Начиная с версии 1.6.2956 WNAM в режиме корпоративной авторизации поддерживает контроль и протоколирование доступа администраторов по протоколу TACACS+. Начиная с версии 1.6.2994 поддержка TACACS+ значительно расширена. Для поддержки этой функции необходима дополнительная лицензия WNAM-1.6-TACACSPLUS и пакеты WNAM-1.6-Tхх по числу управляемых устройств: 10, 100, 1000.
- Cisco IOS (Catalyst 2960);
- Cisco ASA (ASAv);
- Cisco NX-OS (Nexus 9000v);
- Cisco IOS XE (Catalyst 8000v, C9800-CL Wireless Controller);
- Cisco IOS XR (XRv 9000);
- Cisco AireOS (vWLC 7.4.100);
- Eltex (MES5332A);
- Huawei S5710
- Juniper (vMX vcp).
Все перечисленные устройства имеют различный подход к взаимодействию с TACACS+ сервером. Например, на части устройств не работает полноценный аккаунтинг набранных команд, а некоторые из устройств не поддерживают авторизацию команд (только аутентификацию и аккаунтинг). Тем не менее, настройки протокола TACACS+ на любом из устройств должна проводиться по документации его производителя, никакой специфики настройки для работы с системой WNAM нет. Если ваше оборудование отсутствует в списке, и авторизация доступа не заработала должным образом, напишите нам. Мы изучим сценарий работы TACACS+ в реализации данного вендора, и проведем необходимые доработки.
Следует обязательно оставить альтернативный метод доступа (аутентификация и авторизация), основанный на локальной учетной записи, на случай недоступности вашего TACACS+ сервера.
Установка
Поскольку протокол TACACS+ стандартно реализован на ТСР-порту 49, то необходимо повышение привилегий для того, чтобы приложение WNAM могло "слушать" запросы на нём. Для этого в существующем systemd-юните запуска приложения WNAM, в файл /etc/systemd/system/wnam.service необходимо в раздел [Service] добавить строку:
AmbientCapabilities=CAP_NET_BIND_SERVICE
Далее следует сохранить юнит и произвести обновление:
systemctl daemon-reload
После обновления следует перезапустить systemd-юнит:
systemctl restart wnam
После запуска в лог-файле /home/wnam/logs/wnam.log появится запись:
01 авг. 2022 18:52:44.460 DEBUG [c.n.wnam.services.TacacsPlusService:91] - TacacsPlus Service started
Можно приступать к настройке.
Настройка
Протокол TACACS+ подразумевает аутентификацию сетевого устройства (клиента) при подключении его к серверу WNAM. Для этого используется общий ключ (секрет).
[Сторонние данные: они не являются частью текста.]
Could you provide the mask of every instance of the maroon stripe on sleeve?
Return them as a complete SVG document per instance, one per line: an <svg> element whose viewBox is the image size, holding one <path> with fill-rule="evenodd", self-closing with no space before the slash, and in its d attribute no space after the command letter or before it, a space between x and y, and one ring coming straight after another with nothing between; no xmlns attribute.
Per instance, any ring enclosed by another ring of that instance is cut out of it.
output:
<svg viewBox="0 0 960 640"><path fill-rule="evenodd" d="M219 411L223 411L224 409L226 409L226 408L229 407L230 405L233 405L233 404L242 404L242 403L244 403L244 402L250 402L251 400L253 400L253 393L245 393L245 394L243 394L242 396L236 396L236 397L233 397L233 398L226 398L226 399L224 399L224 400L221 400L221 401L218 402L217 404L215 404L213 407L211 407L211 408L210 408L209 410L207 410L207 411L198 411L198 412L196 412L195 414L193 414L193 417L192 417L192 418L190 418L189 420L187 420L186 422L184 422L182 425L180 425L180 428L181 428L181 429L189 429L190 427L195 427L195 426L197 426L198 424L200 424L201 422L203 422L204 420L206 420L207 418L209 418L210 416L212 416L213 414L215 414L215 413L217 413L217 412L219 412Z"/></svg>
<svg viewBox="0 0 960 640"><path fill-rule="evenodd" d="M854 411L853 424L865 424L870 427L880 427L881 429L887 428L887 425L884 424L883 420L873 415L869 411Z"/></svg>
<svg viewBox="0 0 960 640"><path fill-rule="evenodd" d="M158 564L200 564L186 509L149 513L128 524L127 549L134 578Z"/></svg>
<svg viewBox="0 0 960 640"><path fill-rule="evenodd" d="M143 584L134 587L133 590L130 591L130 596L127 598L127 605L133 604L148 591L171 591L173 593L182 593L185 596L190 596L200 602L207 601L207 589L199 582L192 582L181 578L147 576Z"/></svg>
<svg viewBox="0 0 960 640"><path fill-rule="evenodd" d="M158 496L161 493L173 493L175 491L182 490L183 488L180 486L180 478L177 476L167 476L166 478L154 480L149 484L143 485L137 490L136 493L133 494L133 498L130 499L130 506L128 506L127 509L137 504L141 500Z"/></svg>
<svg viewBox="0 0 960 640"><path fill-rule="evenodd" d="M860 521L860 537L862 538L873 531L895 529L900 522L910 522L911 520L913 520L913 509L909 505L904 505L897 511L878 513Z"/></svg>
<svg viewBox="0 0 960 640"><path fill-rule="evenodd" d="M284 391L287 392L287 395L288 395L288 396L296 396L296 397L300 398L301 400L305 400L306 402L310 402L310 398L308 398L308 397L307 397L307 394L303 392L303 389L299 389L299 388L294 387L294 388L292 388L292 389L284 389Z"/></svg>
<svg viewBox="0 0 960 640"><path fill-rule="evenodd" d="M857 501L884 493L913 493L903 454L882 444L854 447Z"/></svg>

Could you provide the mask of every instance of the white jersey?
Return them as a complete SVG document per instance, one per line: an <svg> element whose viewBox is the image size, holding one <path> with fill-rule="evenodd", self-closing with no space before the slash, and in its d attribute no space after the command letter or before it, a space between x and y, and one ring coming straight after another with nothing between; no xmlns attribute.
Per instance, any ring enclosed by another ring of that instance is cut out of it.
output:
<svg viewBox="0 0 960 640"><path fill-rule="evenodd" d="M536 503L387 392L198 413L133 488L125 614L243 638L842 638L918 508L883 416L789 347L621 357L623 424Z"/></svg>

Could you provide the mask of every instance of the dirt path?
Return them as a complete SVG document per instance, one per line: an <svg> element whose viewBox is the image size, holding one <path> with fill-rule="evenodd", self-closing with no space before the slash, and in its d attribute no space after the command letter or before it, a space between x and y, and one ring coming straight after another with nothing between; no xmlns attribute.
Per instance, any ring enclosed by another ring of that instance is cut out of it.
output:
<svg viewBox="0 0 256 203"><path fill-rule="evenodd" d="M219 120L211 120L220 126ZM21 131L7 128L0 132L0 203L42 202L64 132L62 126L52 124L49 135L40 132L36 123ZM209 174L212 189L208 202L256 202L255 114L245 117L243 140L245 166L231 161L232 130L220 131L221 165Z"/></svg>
Глобальные настройки ключа заданы в интерфейсе администратора в разделе "Конфигурация" → "Дополнительные настройки" (параметр tacacsplus_key).
Значение параметра tacacsplus_key по умолчанию: secret. Изменение глобального ключа требует рестарта сервиса WNAM. Также можно переопределить ключ для конкретного NAS (сервера доступа). Ключ задаётся во вкладке "TACACS+" в разделе "Конфигурация" → "Сервера доступа" при нажатии на кнопку "Создать сервер" (в случае создания сервера) или при нажатии левой кнопкой мыши на уже созданный сервер.
Изменение ключа для сервера доступа не требует перезапуска сервиса WNAM.
Дальнейшая конфигурация подсистемы TACACS+ подразумевает:
- настройку пользователей;
- настройку групп;
- настройку профилей;
- настройку связки с Active Directory (при необходимости);
- тестирование и диагностика подключений.
В дальнейшем планируется реализация следующих функций:
авторизация в AD с проверкой CHAP пароля по NTLM;
отчет по наиболее активным пользователям.